Вскоре, после обретения св. иконы, Г. принимает иночество и поставляется в архимандриты казанского спасо-преображенскаго монастыря; в 1582 году, мы видим его уже в этом сане. 13 мая 1589 года Г. был посвящен в архиерейский сан на казанскую кафедру и первый начал собой ряд митрополитов казанских, после введении патриаршества в России. Управление Г. казанской кафедрой ознаменовано следующими деяниями. В январе 1592 года, Г. писал патриарху Иову, что в Казани, доселе, не совершается поминовение по русским воинам, павшим при взятии Казани и просил установить для этого определенный день. Писал, вместе с тем, о трех мучениках, пострадавших в Казани за христианскую веру, Иоанне, Стефане и Петре, и выражал сожаление, что эти мученики, доселе, не вписаны в синодик, который читается в неделю православия, и им не поется вечная память. В ответ Г., патриарх прислал от 25 февраля указ; по всем православным воинам, убитым под Казанью и в пределах казанских, совершать в Казани и по всей Казанской митрополии панихиду в субботу после Покрова Пресв. Богородицы и вписать их в большой синодик, читаемый в неделю православия; повелел также вписать в этот синодик и трех мучеников казанских, а день для поминовения их предоставил назначить самому Г. Г., объявляя патриарший указ по своей епархии, прибавил от себя, чтобы по всем церквам и монастырям служили панихиды по казанским мученикам и поминали их на литиях, и на обеднях 24 января.

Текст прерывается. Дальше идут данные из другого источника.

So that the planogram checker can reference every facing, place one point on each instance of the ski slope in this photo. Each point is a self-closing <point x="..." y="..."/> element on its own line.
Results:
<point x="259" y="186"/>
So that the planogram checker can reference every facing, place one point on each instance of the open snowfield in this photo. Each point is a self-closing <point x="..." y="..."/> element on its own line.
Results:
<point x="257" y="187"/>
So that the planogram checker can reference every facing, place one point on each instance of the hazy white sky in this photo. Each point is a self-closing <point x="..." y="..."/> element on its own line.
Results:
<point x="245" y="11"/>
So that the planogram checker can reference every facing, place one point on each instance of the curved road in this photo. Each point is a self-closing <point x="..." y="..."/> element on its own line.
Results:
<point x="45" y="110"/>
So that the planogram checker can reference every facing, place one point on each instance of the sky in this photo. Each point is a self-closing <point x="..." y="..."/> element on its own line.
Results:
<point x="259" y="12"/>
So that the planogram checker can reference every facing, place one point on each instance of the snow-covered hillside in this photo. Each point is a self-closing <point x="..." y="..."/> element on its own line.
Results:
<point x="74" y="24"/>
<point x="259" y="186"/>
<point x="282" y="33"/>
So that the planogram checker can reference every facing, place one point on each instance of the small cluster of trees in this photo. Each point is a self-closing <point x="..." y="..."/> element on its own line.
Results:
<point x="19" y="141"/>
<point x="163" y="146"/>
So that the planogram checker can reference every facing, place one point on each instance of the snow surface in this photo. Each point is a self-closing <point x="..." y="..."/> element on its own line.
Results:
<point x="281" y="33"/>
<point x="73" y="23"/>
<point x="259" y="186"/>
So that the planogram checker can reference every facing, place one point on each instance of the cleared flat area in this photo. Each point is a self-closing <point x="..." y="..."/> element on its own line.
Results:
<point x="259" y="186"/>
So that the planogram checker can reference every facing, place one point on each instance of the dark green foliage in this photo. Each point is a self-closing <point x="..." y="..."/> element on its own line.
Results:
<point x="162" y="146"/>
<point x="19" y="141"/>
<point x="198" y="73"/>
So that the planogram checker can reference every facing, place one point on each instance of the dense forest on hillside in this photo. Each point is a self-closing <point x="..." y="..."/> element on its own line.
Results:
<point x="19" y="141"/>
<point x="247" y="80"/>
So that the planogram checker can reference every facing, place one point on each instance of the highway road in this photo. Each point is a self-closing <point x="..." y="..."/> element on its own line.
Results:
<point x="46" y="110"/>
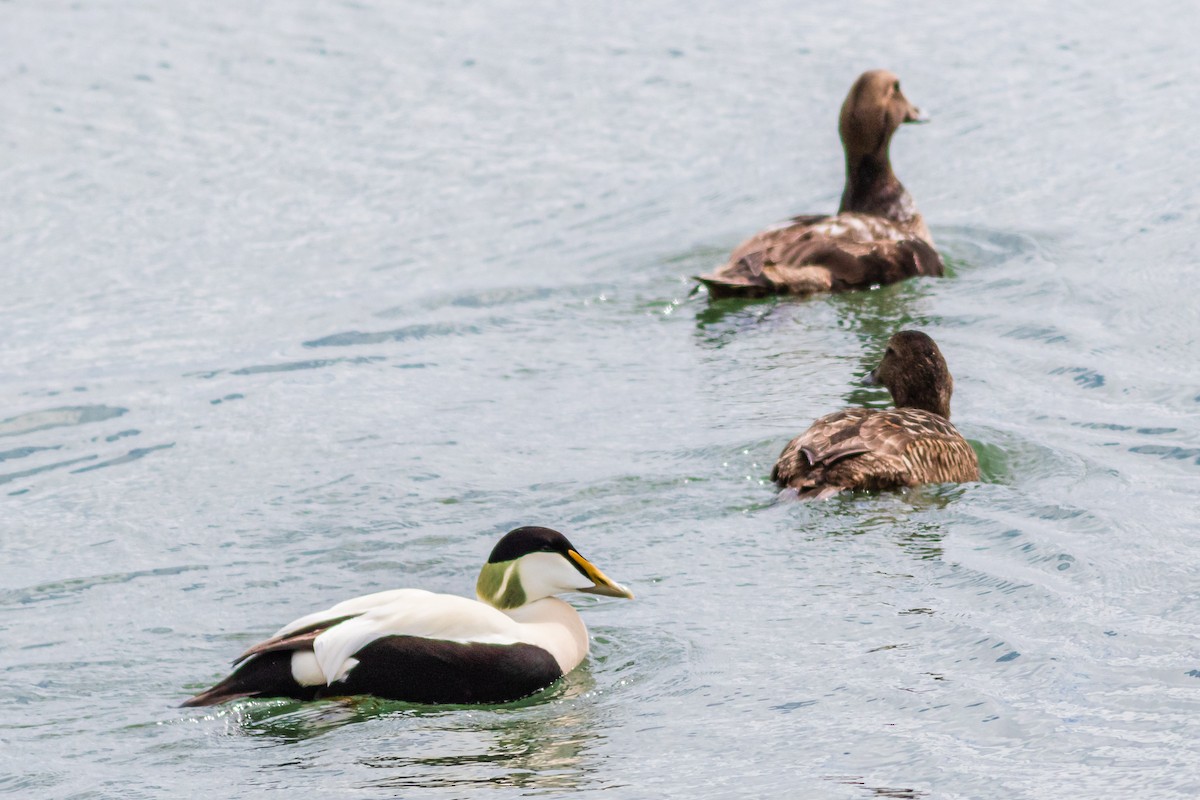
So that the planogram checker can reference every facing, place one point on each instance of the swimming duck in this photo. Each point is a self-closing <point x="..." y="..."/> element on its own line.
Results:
<point x="414" y="645"/>
<point x="877" y="235"/>
<point x="885" y="449"/>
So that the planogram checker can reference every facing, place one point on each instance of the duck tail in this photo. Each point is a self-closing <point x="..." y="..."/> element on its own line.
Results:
<point x="730" y="287"/>
<point x="265" y="675"/>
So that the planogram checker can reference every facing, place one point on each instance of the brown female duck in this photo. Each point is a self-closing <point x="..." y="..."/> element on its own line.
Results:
<point x="877" y="235"/>
<point x="885" y="449"/>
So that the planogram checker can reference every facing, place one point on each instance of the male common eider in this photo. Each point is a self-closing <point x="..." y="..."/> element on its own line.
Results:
<point x="885" y="449"/>
<point x="414" y="645"/>
<point x="877" y="235"/>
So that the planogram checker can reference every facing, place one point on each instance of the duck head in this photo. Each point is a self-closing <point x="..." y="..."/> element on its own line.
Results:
<point x="874" y="109"/>
<point x="533" y="563"/>
<point x="916" y="373"/>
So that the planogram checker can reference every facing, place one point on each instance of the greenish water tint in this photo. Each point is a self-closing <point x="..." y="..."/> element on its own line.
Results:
<point x="306" y="301"/>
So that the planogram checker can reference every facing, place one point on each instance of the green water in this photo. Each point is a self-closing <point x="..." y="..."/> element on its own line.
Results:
<point x="305" y="301"/>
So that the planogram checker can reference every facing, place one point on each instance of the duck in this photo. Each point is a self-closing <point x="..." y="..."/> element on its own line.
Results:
<point x="863" y="449"/>
<point x="408" y="644"/>
<point x="877" y="235"/>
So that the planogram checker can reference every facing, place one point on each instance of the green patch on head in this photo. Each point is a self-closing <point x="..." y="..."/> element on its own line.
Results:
<point x="499" y="584"/>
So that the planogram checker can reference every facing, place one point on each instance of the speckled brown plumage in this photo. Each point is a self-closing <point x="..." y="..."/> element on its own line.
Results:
<point x="886" y="449"/>
<point x="877" y="235"/>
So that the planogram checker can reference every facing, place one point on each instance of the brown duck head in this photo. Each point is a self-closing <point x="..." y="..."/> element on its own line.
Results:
<point x="874" y="109"/>
<point x="916" y="373"/>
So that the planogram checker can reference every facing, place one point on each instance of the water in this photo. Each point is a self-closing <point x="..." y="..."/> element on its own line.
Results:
<point x="318" y="299"/>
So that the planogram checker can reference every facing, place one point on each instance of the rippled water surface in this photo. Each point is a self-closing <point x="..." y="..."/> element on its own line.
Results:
<point x="304" y="300"/>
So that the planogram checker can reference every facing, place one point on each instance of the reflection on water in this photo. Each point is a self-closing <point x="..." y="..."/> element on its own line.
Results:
<point x="538" y="743"/>
<point x="547" y="750"/>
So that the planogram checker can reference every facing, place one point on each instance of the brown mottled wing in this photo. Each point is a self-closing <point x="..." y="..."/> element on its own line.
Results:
<point x="823" y="253"/>
<point x="868" y="449"/>
<point x="299" y="639"/>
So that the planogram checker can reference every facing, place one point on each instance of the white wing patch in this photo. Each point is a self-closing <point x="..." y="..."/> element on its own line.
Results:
<point x="405" y="612"/>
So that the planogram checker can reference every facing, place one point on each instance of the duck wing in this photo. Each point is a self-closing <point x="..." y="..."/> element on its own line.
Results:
<point x="336" y="633"/>
<point x="405" y="644"/>
<point x="870" y="449"/>
<point x="823" y="253"/>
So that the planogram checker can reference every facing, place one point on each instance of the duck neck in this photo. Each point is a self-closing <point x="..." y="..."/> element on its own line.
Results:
<point x="935" y="400"/>
<point x="871" y="187"/>
<point x="555" y="626"/>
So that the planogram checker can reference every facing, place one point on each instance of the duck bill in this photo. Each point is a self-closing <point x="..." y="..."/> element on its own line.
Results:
<point x="601" y="584"/>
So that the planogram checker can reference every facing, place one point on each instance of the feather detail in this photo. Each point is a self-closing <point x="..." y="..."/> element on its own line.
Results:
<point x="877" y="235"/>
<point x="873" y="449"/>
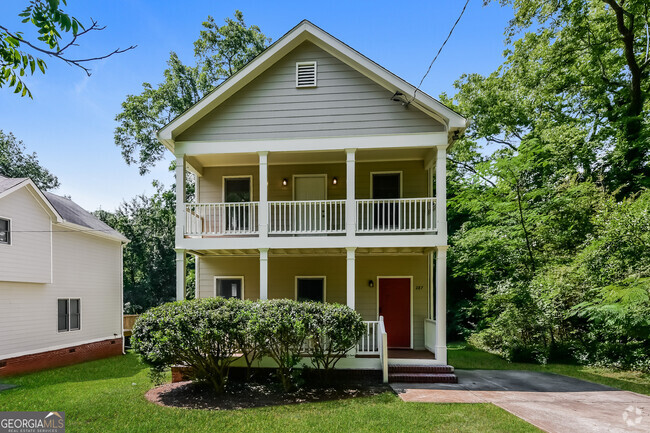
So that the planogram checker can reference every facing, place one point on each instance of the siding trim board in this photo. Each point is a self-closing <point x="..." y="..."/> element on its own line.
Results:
<point x="306" y="31"/>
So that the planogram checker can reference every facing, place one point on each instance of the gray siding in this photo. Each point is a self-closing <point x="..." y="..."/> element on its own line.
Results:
<point x="345" y="103"/>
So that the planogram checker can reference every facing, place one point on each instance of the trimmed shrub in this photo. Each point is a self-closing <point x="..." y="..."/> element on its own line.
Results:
<point x="281" y="327"/>
<point x="334" y="330"/>
<point x="197" y="333"/>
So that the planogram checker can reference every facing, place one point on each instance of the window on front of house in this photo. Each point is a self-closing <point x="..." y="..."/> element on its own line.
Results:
<point x="5" y="231"/>
<point x="229" y="287"/>
<point x="310" y="289"/>
<point x="69" y="315"/>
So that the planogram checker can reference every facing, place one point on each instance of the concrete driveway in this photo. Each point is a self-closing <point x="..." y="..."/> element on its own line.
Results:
<point x="552" y="402"/>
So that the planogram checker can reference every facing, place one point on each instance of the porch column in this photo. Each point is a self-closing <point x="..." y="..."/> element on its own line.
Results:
<point x="441" y="192"/>
<point x="262" y="212"/>
<point x="350" y="204"/>
<point x="441" y="304"/>
<point x="180" y="275"/>
<point x="264" y="273"/>
<point x="350" y="276"/>
<point x="180" y="197"/>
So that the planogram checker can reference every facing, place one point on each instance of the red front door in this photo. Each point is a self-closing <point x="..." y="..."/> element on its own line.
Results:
<point x="395" y="306"/>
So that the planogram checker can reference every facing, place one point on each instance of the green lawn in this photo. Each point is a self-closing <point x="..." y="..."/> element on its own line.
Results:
<point x="108" y="396"/>
<point x="461" y="356"/>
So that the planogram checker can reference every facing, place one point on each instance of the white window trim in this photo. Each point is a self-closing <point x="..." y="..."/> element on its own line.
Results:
<point x="295" y="176"/>
<point x="228" y="277"/>
<point x="310" y="63"/>
<point x="8" y="244"/>
<point x="57" y="314"/>
<point x="311" y="277"/>
<point x="401" y="181"/>
<point x="243" y="176"/>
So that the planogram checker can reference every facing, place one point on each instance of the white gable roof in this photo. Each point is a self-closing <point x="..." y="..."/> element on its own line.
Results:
<point x="306" y="31"/>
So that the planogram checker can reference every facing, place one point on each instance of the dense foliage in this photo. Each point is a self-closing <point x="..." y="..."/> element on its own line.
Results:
<point x="15" y="162"/>
<point x="19" y="55"/>
<point x="549" y="210"/>
<point x="219" y="53"/>
<point x="210" y="334"/>
<point x="149" y="258"/>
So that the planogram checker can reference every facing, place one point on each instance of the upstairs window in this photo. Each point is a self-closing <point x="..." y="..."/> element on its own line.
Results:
<point x="5" y="231"/>
<point x="306" y="74"/>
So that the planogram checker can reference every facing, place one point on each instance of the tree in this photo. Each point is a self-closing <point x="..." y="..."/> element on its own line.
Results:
<point x="149" y="257"/>
<point x="15" y="162"/>
<point x="18" y="54"/>
<point x="219" y="53"/>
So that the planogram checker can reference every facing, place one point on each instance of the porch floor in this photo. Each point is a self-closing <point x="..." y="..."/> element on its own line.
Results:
<point x="410" y="354"/>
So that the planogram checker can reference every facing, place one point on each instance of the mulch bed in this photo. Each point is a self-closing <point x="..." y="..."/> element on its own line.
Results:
<point x="239" y="395"/>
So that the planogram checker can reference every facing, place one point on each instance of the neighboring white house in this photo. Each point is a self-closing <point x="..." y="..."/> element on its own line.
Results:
<point x="60" y="281"/>
<point x="321" y="176"/>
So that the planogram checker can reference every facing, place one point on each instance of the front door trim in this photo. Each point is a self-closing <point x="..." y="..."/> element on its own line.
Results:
<point x="410" y="278"/>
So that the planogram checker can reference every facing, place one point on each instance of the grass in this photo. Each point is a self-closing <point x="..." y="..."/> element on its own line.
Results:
<point x="465" y="357"/>
<point x="108" y="396"/>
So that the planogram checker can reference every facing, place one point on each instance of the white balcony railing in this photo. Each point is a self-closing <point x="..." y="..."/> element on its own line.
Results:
<point x="396" y="215"/>
<point x="221" y="219"/>
<point x="307" y="217"/>
<point x="369" y="343"/>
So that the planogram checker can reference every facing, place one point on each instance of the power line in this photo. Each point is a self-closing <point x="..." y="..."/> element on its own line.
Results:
<point x="440" y="50"/>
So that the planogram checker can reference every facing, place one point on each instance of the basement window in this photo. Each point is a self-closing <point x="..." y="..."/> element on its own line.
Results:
<point x="69" y="315"/>
<point x="306" y="74"/>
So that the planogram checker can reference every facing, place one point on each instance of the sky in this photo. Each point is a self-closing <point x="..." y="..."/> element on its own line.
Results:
<point x="70" y="121"/>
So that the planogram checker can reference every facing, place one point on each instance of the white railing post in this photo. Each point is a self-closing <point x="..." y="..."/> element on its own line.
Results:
<point x="441" y="304"/>
<point x="350" y="187"/>
<point x="180" y="197"/>
<point x="262" y="212"/>
<point x="350" y="276"/>
<point x="264" y="273"/>
<point x="441" y="192"/>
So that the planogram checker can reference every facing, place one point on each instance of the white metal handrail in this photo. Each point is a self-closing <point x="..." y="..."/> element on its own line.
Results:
<point x="220" y="219"/>
<point x="401" y="215"/>
<point x="369" y="343"/>
<point x="307" y="217"/>
<point x="383" y="349"/>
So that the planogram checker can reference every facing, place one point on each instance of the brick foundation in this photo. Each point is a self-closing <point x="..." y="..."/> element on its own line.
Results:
<point x="60" y="357"/>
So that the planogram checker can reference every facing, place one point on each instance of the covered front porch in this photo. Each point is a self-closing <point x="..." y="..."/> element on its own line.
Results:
<point x="399" y="292"/>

В том же 1592 году, Г. ходил в Свияжск для встречи, перенесенных сюда из Москвы, мощей св. Германа, второго архиепископа казанского. Г. открыл гроб с мощами и нашел мощи совершенно нетленными, после чего приказал поставить гроб внутри алтаря в Успенской церкви, основанного св. Германом Свияжского Богородицкого монастыря.

В 1595 году, при перестройке соборной церкви в Казанском Спасо-Преображенском монастыре, произошло открытие мощей св. Гурия и Варсонофия Казанских. Это открытие Г. затем описал, как очевидец, в составленном, по поручению царя Феодора Иоанновича, житии св. Гурия и Варсонофия. Житие это, составленное просто и с умилением, ярко характеризует благочестивую душу Г. и является крупной литературной заслугой его для потомства, потому что чрез него сохранилась и до нас память о святых первых просветителях Казанского края христианской верой.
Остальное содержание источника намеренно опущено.